Wednesday, June 29, 2011

To reach the point of giving up

The Lord is my strength and my shield; 
in him my heart trusts and I am helped;
my heart exults and with my song I give thanks to him. 
Psalm 28:9


I find myself clinging to this bit of encouragement and others like it these days when life seems to be moving a million miles an hour and the prospect of things slowing down is not likely! At night I fall into bed exhausted and weary, wondering how I might possibly make it through the next day and be the type of mother Caedmon needs.  Mothers or not, I'm sure many can relate to the weariness!

It's only when I realize that I absolutely can not be my best on my own, that peace and strength come. I'm so weak apart from the Lord. And there's no way I can be the wife and mom I'm called to be without Him.

I heard a song the other day with just the right lyrics for me at the moment. 

Maybe that's the point 
To reach the point of giving up

Cause when I'm finally 
Finally at rock bottom 
Well, that's when I start looking up 
And reaching out 

I know I'm not strong enough to be 
Everything that I'm supposed to be 
I give up 
I'm not stong enough 
Hands of mercy won't you cover me 
Lord right now I'm asking you to be 
Strong enough 

Strong enough 
For the both of us 


Despite the work and trying moments, life lately has been full of countless gifts as well.

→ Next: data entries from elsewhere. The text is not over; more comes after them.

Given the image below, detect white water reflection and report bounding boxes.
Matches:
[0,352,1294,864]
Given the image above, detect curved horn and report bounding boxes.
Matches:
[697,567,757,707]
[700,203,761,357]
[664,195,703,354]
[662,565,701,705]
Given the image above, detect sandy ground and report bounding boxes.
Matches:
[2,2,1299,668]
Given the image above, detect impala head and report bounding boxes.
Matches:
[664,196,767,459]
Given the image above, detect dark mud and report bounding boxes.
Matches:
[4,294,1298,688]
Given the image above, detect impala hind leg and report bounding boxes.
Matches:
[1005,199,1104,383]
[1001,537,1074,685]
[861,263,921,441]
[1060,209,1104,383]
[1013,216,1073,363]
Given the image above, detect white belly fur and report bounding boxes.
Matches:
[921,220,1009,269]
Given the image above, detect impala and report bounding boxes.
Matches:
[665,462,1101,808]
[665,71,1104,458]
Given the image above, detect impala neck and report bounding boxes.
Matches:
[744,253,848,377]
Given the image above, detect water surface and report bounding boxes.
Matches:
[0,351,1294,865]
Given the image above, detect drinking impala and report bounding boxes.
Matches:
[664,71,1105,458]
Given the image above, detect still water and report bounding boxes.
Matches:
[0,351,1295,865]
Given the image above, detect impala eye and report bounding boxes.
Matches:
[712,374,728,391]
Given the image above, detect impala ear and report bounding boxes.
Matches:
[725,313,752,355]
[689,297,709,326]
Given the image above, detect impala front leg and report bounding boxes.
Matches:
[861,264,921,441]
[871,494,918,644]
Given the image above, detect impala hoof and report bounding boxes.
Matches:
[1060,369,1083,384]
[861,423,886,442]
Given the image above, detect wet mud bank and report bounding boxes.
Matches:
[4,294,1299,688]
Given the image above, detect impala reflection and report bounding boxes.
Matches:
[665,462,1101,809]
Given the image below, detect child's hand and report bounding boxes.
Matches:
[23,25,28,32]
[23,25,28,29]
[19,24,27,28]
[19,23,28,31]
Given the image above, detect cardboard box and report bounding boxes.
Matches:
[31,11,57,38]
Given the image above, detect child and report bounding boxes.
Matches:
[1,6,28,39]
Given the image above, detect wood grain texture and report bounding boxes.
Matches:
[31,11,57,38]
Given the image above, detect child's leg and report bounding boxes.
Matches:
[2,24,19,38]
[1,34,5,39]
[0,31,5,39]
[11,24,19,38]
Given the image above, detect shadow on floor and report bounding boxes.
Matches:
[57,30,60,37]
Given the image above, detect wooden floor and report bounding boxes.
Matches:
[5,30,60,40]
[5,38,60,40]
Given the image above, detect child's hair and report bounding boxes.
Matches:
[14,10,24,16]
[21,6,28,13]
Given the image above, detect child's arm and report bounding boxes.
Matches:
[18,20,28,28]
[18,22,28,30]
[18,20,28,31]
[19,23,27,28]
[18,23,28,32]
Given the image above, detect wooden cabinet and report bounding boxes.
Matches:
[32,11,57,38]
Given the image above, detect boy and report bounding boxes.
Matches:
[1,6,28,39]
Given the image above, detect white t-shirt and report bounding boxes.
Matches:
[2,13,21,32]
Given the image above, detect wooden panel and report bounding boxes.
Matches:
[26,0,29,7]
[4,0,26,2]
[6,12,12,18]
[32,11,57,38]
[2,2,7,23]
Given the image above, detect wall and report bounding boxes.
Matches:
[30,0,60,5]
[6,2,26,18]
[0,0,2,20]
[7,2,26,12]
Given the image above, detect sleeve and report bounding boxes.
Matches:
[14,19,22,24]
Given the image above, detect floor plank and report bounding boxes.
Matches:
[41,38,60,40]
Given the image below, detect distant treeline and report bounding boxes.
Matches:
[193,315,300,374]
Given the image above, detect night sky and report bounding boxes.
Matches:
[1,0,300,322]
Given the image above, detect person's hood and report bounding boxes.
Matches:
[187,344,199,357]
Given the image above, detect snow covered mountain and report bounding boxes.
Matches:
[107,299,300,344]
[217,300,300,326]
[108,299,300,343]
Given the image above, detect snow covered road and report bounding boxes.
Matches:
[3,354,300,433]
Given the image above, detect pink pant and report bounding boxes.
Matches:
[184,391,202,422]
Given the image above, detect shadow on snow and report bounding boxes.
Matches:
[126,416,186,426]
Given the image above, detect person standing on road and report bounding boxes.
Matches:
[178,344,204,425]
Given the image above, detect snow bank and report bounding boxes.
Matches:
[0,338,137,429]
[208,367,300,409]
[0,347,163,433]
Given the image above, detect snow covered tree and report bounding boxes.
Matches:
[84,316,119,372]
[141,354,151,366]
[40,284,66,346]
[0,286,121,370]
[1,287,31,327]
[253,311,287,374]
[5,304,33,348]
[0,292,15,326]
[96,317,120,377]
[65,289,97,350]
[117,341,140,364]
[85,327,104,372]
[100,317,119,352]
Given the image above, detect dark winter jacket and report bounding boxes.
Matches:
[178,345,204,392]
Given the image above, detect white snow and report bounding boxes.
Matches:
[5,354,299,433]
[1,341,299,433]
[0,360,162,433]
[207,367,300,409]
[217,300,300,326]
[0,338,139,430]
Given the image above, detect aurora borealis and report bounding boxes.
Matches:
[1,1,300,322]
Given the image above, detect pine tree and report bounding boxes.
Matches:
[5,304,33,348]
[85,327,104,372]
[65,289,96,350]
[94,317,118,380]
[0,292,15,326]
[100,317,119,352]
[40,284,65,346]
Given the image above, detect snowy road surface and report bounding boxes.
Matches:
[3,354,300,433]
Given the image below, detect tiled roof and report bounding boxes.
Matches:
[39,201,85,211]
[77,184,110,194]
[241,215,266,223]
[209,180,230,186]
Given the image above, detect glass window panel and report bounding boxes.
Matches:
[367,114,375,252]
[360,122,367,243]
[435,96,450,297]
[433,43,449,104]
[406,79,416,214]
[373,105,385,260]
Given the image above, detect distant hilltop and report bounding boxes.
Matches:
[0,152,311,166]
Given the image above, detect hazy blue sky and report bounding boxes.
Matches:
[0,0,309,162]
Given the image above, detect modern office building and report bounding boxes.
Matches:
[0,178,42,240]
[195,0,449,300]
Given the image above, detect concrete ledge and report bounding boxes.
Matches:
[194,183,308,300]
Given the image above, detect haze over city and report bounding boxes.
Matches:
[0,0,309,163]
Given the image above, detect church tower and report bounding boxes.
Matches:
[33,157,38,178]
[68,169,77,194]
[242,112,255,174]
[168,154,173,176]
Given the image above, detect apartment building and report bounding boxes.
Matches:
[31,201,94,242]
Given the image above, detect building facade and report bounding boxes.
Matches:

Some of the more enjoyable happenings have included two incredibly thoughtful and generous baby showers, my mom here helping out for several days, weekly time spent with great friends finding fun little ways to spend our time around town and not die from the heat, other wonderful friends up from Dallas for a quick trip, and Kristian's mom over to stay with Caedmon while Kristian and I spent our very first night away from that little boy to attend an office party a few hours away.

And not just any office party... a costume party! Oh yes, a 'Madmen' theme party. I was wondering how that would work, being over eight months pregnant, but we had a great time. Of course the best part was 24 hours away with my husband. I was in heaven.

Our attempts at a couple pics. Didn't have time for any more!

Assuming our little babe doesn't arrive in the next week or two (we are about 3 weeks from the due date), I have a few other blog posts I hope to accomplish, including a little give-away as thanks for all you who contributed to our heart surgery fund, and some reflections after completing a list of 1000 gifts!

Final thought from our kitchen chalkboard this week:

The cheerful heart has a continual feast.